A Feira do Livro de Santa Maria deste ano contou com a participação, diretamente de Porto Alegre, da escritora, poeta, educadora, professora e filósofa Atena Beauvoir Roveda. Atena, além de ser conhecida como a idealizadora da Nemesis Editora — que publica literatura invisível e transantropológica na área da filosofia existencialista, é autora de três livros: “Libertê: poesia, filosofia e transantropologia”, “Phóda: Poesia, filosofia e sexualidade” e “Contos transantropológicos”.

A presença de uma mulher trans em uma feira do livro é um ato de resistência. No entanto, para a escritora, a persona de uma pessoa trans dentro de uma feira do livro por si só não basta, porque é um corpo presente em um evento. “Tem que ter um conhecimento, uma estrutura de saber, um pensamento, uma epistemologia que chegue e adentre as perspectivas existenciais das pessoas, desconstruindo isso literalmente, a ponto, sim, de um garoto de 16 anos poder namorar livremente uma garota trans sem nenhum tipo de rechaço. Temos uma liberdade afetiva, que é direito nosso, e, enquanto isso não acontecer, a gente acaba ainda tendo que lidar com o índice de que, no Brasil, 96% das mulheres trans são prostitutas. Percebam que não é só você escrever um livro, publicar e deixar nas estantes e livrarias, você tem que saber defender essas ideias, tem que saber defender a sua literatura, propor essas discussões. Isso quer dizer que, quando vamos para uma feira do livro, vamos exatamente para isso, para defender nossas ideias. E quem discordar tem todo o direito democrático de expor, exatamente porque auxilia no fortalecimento dessas ideias”, explica.

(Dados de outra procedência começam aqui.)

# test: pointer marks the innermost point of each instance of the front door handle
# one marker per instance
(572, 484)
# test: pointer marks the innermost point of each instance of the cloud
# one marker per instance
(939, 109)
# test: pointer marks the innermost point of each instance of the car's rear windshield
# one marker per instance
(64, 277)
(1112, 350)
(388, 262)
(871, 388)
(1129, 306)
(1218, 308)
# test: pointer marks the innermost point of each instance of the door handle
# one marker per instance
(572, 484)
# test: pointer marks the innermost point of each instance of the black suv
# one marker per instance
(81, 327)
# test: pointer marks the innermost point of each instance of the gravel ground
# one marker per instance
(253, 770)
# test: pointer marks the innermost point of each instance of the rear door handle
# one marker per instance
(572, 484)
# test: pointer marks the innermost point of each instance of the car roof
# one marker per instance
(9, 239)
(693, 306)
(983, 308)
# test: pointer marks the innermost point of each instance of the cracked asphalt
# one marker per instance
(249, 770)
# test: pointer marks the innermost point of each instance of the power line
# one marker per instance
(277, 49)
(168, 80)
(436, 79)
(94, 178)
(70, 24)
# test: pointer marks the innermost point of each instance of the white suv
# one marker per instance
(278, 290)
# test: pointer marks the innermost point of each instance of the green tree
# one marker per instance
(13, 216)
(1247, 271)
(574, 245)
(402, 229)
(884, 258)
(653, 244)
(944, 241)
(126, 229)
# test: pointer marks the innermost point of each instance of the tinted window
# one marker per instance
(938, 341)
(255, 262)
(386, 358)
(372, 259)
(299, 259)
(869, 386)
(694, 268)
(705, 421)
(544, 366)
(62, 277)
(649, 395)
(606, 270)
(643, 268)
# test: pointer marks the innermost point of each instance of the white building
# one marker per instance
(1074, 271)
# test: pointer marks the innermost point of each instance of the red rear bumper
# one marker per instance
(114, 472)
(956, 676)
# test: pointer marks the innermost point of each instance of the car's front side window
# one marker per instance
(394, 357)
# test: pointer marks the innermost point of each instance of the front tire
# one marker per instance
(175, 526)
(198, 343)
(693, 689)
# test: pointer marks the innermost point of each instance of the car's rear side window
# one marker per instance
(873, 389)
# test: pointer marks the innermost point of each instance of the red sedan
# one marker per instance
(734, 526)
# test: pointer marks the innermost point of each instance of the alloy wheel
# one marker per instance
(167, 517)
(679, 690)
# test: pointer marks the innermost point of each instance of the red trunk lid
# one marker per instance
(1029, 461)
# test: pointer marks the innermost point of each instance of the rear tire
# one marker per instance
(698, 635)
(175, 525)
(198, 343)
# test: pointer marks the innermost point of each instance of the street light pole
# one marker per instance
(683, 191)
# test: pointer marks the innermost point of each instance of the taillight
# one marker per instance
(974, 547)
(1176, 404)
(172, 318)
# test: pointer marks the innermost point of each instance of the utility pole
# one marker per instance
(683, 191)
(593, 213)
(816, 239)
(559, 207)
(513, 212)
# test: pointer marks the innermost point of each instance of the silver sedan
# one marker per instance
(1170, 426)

Segundo Atena, boa parte das pessoas que acabam assistindo suas palestras são atraídas pela imagem. E, depois, ficam mais surpresas quando encontram conteúdo nessa discussão. Por conta disso, elas acabam se sentindo muito mais estranhas nesse contexto, porque não conseguem encontrar um corpo que seja exótico aliado a um conhecimento que seja muito próximo delas. Assim, na maioria das vezes, as pessoas acabam se surpreendendo com o inesperado, porque não esperam que uma “mulher trans, em uma historicidade de prostituição, de venda de carne, se torne uma prostituta não da carne, mas do saber. O saber que eu produzo influencia a estrutura interna de vocês. A minha estética abre toda uma discussão, ela rasga muita coisa interna. E o saber que a gente vem propor recostura tudo isso. Não deixamos ninguém sangrando ao léu. Então é interessante ver as pessoas se surpreendendo”.

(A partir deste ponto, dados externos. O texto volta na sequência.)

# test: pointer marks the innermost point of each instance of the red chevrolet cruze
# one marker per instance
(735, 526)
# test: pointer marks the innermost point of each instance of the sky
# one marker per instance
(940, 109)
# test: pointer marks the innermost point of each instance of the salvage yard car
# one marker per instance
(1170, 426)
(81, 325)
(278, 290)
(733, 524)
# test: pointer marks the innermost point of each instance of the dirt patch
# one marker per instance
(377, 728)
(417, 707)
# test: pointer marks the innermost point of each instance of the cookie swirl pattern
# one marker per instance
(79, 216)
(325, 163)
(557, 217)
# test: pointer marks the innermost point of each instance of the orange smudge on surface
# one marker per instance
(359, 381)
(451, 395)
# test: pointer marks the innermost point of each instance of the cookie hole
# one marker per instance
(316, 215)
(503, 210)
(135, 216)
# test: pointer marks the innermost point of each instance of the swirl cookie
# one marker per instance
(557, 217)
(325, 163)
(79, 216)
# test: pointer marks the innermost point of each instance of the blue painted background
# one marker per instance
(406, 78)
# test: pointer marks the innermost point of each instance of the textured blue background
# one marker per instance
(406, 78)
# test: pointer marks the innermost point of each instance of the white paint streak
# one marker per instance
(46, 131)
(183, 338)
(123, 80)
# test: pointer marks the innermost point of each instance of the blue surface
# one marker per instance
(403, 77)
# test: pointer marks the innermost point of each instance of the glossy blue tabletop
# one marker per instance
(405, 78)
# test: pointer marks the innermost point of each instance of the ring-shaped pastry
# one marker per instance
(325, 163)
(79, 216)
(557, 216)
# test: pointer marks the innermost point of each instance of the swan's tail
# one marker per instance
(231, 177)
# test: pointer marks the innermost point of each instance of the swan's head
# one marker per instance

Desse modo, a presença de uma mulher em um evento literário também volta-se para uma discussão de políticas públicas como saúde, segurança e educação. “Todo corpo que sai com menos de 13 anos de casa tem como destino o túmulo, ainda mais se for negra, ainda mais se for travesti, se for transgênero. Então, não é uma questão trans, é uma discussão de política pública, porque enquanto cisgêneros têm privilégio de chegar onde estão, de ter tudo o que querem (família, comida em casa, lar, um teto, higiene, vida social), nós vivemos como ‘vampiras existenciais’, evitamos sair na luz do dia, porque as pessoas cisgêneras só nos dão direito ao túmulo, nada mais”, explica a escritora.

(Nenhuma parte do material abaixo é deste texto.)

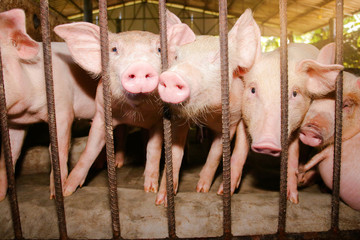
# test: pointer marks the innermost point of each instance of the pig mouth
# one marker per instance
(311, 135)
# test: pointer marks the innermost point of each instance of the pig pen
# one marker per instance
(253, 211)
(254, 206)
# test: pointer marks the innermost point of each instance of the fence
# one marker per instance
(334, 232)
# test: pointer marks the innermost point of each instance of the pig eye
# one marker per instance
(294, 93)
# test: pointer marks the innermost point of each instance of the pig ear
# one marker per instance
(327, 54)
(244, 41)
(179, 34)
(171, 19)
(83, 40)
(321, 78)
(12, 27)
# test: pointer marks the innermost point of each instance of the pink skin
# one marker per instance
(134, 69)
(350, 167)
(26, 95)
(140, 77)
(307, 78)
(316, 128)
(192, 86)
(172, 88)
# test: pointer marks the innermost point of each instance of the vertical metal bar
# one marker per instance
(338, 120)
(88, 11)
(15, 214)
(114, 205)
(223, 30)
(45, 30)
(167, 127)
(284, 117)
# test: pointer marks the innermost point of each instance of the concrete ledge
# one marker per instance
(197, 214)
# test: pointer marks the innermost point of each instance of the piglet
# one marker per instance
(24, 79)
(307, 78)
(134, 68)
(317, 130)
(192, 87)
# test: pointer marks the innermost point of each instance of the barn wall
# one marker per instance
(32, 11)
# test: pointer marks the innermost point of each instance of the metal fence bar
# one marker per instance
(284, 117)
(15, 214)
(167, 127)
(45, 30)
(223, 34)
(110, 155)
(338, 120)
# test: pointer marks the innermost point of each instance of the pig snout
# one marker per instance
(172, 88)
(140, 78)
(267, 146)
(310, 134)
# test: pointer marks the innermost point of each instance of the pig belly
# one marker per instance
(349, 178)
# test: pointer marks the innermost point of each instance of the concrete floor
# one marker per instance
(254, 206)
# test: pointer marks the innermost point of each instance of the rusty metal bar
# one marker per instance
(223, 34)
(284, 117)
(110, 155)
(15, 214)
(167, 127)
(338, 120)
(45, 30)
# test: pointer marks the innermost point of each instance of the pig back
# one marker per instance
(73, 85)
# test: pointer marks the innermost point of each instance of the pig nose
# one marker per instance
(310, 134)
(140, 78)
(172, 88)
(268, 148)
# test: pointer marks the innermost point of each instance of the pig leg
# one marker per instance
(238, 158)
(180, 133)
(153, 155)
(304, 170)
(306, 178)
(293, 163)
(212, 162)
(120, 134)
(94, 145)
(64, 122)
(16, 140)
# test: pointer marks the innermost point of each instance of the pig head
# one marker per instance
(307, 78)
(317, 129)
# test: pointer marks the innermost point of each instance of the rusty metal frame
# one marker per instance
(333, 233)
(45, 30)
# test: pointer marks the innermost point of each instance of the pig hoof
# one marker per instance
(161, 199)
(151, 188)
(119, 162)
(202, 186)
(67, 193)
(294, 198)
(151, 185)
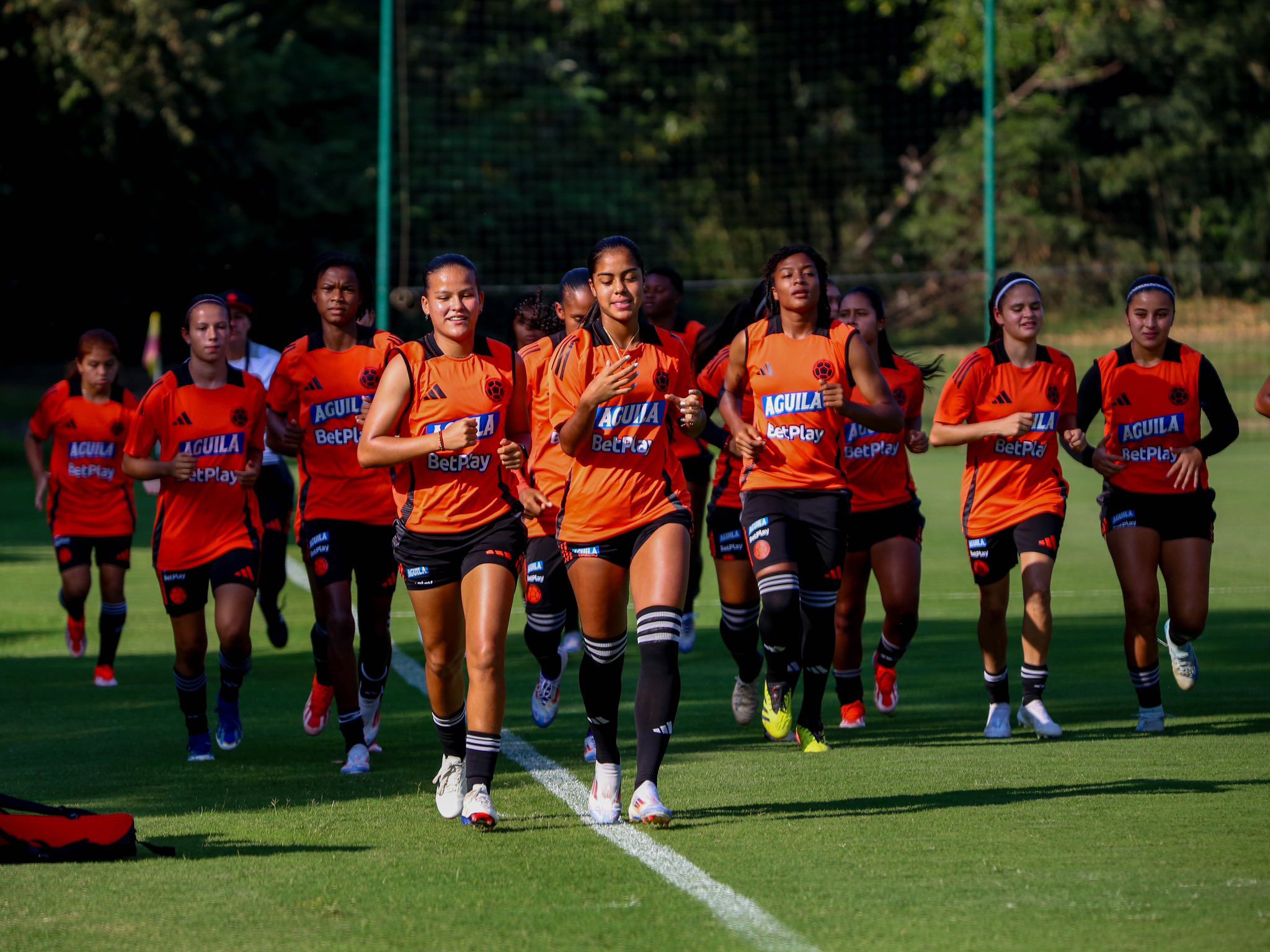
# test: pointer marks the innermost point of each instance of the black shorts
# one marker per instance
(727, 539)
(866, 530)
(435, 560)
(184, 591)
(78, 550)
(620, 550)
(276, 493)
(993, 557)
(696, 469)
(546, 584)
(335, 549)
(1181, 516)
(803, 527)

Por isso, para Atena, ter uma identidade trans na feira do livro começa, inicialmente, a ser privilégio. “Quantas pessoas trans você tem no seu Whatsapp? Com quantas pessoas trans você se relaciona? Quantas você conhece que são professoras ou técnicas? É esse tipo de questão que temos que relatar, mas não é só relatar por relatar, não basta minha identidade, é preciso conhecimento estruturado para explicar de onde veio, como parou ali. E não se faz isso tudo tirando essas pessoas da esquina, porque essas a gente já perdeu. Não é a prostituição o último destino de todos os corpos trans. Não é só construir esse conhecimento para mostrar que as pessoas trans estão aqui”, frisa Atena. Portanto, através da literatura transantropológica a escritora mostra que as pessoas trans estão na sociedade e que cabe à sociedade cisgênera deixar de vê-las como prostitutas da relação. Então, não é só a presença de Atena que pesa, é a presença de todas as dores de todas essas mulheres que já morreram.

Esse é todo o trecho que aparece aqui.